Saturday, May 22, 2010

Steamboy

Year 2, Day 141 - 5/21/10 - Movie #508

BEFORE: OK, enough screwing around with movies based on TV shows, let's get back to business.


THE PLOT: In 1860s Britain, a boy inventor finds himself caught in the middle of a deadly conflict over a revolutionary advance in steam power.

AFTER: I don't quite understand the "Steampunk" movement, from what I've seen - namely people dressing up at Comic-Con wearing leather outfits, aviator goggles, and big devices with lots of gauges and valves on them. There seems to be a desire to believe that anything could have been invented back in the 1800's, before it actually was. I don't see why people have a propensity to force 20th-century science into the Victorian Age.

Another thing I don't really understand is the popularity of manga, which always seems to contain characters with astonished expressions screaming at each other, making no sense in ways that don't quite synch up with their mouth movements. I realize a lot of this is due to the translation into English, but there's only so many times that characters can say "Huh? What? Can you hear me?" before it becomes annoying.

This is the story of a young boy, Ray Steam, whose father (and grandfather) are away working on some top-secret science project. One day a package arrives, with a note instructing Ray's family to keep its contents safe, and out of the hands of the Ohara Foundation. Of course, the Foundation shows up looking for the contents, a "Steam Ball", and Ray goes on the run, pursued by men on strange vehicles that look like locomotives, but are somehow the precursors to auto-motives. (Get it?)

This leads to Ray meeting up with Robert Stephenson, (I'm not sure, was this supposed to be Robert Louis Stevenson, the author? Did someone mix him up with Robert Fulton, the inventor of the steamboat? That would have made more sense...) who works for another mysterious group, at odds with the Foundation. And this leads to Ray finding his father and grandfather, who are both crazy inventors that designed a giant city/fortress called Steam Castle.

The theory seems to be that anything is possible, provided the characters have a large enough boiler, sufficient steam pressure, and a conglomeration of switches, pumps and valves. But while the movie is heavy on musings about the responsibilities of science (the big picture), it never takes the time to explain how anything actually, you know, works.
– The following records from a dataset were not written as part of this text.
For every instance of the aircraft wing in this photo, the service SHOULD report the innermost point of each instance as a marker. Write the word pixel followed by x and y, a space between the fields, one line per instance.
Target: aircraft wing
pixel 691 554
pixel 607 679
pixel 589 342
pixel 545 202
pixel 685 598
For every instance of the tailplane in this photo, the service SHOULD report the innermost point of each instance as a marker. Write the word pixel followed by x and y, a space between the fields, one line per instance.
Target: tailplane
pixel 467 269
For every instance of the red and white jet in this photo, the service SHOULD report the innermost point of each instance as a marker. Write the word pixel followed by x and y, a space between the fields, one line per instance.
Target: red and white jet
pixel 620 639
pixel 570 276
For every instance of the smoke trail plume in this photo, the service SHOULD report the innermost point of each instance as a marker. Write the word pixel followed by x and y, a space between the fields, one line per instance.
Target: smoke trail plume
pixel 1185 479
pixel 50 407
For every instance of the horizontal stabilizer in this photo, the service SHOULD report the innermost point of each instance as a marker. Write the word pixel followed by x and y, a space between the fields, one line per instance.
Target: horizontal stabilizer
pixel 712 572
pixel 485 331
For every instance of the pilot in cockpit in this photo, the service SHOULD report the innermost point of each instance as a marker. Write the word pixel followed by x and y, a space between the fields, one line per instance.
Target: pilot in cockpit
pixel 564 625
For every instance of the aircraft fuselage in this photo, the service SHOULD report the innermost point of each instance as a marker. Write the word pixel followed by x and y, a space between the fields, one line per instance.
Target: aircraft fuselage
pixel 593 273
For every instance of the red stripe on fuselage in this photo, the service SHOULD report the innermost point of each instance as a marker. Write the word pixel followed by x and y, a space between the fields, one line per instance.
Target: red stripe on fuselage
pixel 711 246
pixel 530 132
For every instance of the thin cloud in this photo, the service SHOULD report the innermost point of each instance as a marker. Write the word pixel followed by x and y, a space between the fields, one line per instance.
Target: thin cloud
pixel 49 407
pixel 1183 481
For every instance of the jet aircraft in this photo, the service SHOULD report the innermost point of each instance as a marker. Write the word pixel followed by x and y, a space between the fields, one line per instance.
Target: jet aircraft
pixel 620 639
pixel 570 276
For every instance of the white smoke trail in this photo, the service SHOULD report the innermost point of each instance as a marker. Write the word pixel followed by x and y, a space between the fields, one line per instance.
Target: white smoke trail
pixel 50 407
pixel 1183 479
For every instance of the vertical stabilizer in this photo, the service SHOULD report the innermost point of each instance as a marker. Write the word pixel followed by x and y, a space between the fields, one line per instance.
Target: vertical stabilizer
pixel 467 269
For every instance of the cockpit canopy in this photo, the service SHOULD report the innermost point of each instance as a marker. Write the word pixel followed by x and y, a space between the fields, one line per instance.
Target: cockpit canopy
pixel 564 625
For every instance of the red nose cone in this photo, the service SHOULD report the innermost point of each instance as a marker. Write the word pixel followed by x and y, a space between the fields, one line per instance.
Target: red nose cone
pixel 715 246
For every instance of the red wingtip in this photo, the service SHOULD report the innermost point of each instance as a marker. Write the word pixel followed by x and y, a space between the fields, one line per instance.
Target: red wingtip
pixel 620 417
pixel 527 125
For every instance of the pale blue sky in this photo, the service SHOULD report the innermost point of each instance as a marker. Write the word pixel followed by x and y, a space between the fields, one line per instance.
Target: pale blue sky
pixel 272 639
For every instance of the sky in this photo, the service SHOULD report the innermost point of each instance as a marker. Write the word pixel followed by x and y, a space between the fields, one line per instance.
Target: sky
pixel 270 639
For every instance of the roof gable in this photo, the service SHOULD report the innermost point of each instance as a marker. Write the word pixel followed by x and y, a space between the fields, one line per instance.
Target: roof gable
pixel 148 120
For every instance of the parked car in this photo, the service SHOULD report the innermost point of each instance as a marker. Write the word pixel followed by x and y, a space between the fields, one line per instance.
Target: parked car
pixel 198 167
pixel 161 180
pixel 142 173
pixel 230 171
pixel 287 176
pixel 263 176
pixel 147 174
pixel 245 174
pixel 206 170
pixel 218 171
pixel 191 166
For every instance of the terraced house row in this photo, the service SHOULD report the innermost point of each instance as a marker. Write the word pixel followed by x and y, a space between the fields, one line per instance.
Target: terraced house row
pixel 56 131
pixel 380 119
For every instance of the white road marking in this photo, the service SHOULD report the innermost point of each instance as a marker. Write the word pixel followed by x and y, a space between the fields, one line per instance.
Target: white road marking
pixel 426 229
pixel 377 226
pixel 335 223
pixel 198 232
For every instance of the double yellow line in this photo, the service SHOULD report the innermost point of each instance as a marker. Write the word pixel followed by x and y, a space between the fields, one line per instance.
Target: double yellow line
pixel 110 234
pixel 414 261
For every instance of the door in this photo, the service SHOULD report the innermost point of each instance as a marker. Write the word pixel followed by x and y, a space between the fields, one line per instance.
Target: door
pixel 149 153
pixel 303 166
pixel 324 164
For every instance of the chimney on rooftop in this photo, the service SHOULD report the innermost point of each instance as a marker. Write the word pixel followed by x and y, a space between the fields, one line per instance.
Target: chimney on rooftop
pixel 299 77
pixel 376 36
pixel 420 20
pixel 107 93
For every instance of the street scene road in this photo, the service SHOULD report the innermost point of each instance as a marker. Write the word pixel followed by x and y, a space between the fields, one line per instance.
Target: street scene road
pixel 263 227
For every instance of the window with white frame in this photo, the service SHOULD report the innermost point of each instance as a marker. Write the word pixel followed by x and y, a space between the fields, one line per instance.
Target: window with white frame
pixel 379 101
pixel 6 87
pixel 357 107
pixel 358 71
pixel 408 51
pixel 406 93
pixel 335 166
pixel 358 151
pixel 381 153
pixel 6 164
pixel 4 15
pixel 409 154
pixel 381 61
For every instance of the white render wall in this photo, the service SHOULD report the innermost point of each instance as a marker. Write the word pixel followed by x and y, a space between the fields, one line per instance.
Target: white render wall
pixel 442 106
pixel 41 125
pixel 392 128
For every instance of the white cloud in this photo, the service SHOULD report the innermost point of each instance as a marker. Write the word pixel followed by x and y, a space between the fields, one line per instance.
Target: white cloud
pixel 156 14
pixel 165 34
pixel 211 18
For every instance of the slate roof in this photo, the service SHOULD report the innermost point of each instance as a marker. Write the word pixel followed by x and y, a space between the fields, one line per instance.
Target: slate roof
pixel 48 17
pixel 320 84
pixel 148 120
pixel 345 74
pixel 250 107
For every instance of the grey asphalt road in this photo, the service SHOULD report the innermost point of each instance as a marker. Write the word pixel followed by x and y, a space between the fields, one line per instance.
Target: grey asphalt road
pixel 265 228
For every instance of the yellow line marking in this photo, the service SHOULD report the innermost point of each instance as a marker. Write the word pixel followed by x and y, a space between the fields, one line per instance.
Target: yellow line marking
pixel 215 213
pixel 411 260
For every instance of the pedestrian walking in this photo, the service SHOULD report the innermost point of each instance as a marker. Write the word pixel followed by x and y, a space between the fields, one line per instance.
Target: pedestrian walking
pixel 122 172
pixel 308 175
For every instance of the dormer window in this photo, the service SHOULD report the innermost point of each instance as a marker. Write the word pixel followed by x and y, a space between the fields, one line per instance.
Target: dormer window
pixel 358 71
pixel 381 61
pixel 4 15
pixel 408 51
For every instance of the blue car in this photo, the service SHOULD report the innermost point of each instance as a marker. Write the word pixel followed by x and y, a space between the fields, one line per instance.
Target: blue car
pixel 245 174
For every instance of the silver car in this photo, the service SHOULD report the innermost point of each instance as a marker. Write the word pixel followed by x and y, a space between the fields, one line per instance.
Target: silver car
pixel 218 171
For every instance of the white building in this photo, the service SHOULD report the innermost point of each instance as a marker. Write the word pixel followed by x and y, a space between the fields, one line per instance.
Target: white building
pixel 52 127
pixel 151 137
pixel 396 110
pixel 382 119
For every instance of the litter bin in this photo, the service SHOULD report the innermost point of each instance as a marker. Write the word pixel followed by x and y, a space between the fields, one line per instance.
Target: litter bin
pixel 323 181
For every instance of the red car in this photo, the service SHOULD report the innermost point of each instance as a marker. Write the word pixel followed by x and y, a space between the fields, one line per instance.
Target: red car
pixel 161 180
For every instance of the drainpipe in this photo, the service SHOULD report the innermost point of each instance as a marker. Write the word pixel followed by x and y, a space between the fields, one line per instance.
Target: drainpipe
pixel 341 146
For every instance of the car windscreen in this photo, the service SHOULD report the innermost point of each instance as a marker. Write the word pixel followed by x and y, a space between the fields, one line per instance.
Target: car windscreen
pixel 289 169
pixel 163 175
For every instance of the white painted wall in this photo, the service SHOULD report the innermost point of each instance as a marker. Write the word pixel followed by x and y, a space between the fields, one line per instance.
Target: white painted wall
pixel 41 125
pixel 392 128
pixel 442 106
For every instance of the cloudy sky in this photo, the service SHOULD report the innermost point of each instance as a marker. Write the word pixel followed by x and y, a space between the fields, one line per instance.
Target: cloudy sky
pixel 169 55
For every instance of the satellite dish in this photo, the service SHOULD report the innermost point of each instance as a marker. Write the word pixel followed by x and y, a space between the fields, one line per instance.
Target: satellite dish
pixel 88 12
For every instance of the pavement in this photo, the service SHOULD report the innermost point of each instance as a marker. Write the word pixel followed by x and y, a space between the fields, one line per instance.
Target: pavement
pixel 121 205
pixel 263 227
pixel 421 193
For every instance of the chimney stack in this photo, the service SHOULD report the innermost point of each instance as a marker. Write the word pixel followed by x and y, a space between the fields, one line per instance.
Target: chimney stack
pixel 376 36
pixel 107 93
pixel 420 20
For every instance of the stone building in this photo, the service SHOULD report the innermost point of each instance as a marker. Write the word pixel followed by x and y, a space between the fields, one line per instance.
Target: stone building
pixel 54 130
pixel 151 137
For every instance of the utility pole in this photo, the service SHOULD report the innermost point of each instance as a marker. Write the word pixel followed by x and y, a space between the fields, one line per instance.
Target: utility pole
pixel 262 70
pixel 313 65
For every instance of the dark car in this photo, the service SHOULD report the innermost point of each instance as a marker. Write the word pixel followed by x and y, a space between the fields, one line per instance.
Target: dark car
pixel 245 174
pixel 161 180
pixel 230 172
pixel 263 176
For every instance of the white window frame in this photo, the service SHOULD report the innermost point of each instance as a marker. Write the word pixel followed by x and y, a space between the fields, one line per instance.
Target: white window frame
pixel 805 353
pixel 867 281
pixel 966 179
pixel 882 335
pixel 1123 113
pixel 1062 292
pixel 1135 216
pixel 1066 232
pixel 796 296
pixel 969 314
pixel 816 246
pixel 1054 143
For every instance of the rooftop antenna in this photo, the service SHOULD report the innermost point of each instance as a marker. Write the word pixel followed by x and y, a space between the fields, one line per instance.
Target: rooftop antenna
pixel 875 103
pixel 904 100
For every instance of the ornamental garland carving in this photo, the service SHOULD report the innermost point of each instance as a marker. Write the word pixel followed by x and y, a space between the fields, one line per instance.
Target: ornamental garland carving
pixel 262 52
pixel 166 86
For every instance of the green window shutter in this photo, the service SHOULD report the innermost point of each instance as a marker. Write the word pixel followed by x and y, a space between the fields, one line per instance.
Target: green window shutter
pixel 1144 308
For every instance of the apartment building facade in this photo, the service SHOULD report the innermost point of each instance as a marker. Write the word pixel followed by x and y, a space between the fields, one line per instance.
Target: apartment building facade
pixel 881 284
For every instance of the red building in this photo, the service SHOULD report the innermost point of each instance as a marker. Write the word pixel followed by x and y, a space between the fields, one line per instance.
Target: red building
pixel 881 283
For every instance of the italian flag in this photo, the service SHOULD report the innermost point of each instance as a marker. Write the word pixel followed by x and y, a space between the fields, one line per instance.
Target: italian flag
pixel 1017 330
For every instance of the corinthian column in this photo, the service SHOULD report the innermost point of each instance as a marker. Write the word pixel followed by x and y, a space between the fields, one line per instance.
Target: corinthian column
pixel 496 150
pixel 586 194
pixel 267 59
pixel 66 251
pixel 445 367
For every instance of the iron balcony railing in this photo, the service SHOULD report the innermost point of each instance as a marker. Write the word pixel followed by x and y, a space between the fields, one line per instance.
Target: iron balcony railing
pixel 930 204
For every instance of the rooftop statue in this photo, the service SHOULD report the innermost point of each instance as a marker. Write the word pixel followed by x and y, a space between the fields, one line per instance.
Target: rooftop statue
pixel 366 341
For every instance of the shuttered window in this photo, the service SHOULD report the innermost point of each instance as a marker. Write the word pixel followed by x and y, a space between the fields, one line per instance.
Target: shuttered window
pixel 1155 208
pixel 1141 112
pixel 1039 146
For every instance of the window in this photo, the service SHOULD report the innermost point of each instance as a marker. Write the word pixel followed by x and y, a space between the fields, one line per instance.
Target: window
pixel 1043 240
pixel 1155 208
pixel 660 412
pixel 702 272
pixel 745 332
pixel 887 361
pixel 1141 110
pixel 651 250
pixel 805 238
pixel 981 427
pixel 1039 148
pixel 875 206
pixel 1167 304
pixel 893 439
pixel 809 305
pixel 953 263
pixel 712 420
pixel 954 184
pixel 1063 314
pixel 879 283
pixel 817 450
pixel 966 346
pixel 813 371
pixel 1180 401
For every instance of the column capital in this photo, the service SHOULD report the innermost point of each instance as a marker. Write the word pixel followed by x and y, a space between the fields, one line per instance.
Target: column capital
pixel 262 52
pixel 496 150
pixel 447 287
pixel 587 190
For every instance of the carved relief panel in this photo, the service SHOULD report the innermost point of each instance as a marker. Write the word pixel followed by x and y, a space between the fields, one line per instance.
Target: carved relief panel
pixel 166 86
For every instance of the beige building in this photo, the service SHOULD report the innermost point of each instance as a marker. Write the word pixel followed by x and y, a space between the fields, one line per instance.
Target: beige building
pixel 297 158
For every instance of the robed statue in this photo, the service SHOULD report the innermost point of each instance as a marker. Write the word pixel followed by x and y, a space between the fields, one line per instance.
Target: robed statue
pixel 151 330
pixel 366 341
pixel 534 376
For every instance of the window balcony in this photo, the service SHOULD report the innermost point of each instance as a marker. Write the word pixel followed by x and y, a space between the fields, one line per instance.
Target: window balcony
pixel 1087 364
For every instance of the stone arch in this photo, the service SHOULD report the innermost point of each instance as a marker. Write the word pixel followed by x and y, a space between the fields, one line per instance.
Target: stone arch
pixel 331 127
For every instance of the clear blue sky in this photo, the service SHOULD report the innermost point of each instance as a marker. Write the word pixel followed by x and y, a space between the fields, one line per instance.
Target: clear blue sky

What is the "Steam Ball"? What, exactly, does it do? What makes it special? How does such a small device power an entire city? Is it best not to think too much about these things? I demand to know - how many forests are being destroyed to produce the wood to boil the water to create all this steam power? And if steam is so powerful, how come we abandoned its use in favor of gas, coal, and oil? Sorry, I'm not buying it.

And wouldn't hot steam running through the streets of London burn a whole lot of people? There's some half-hearted explanation about how expanding gas draws heat from its surroundings, which therefore freezes the city, rather than boils it, but I'm not buying that one either. It's steam, therefore it should be hot.

It's a visually stunning film, but it falls short on dialogue, explanations, and any sort of believability. I know, I know, it's a fantasy film, but it was very tough for me to slog through because there wasn't much to grab on to, plot-wise. Ray's father and grandfather are locked in a constant battle over which one of them is "right", but what, exactly is the issue that they're fighting over? Is one of them right and the other wrong, is one good and the other evil? And if so, which is which? And how come it's up to a small boy to figure out what science should be used for? Isn't that, like, what scientists are for?

Starring the voices of Anna Paquin (really? as a young British boy? It didn't sound like her at all...), Patrick Stewart, and Alfred Molina (his voice drove me crazy throughout the film, it was just outside of my recognition...). Apparently the movie could only employ voice talent that had been in an X-Men or Spider-Man film.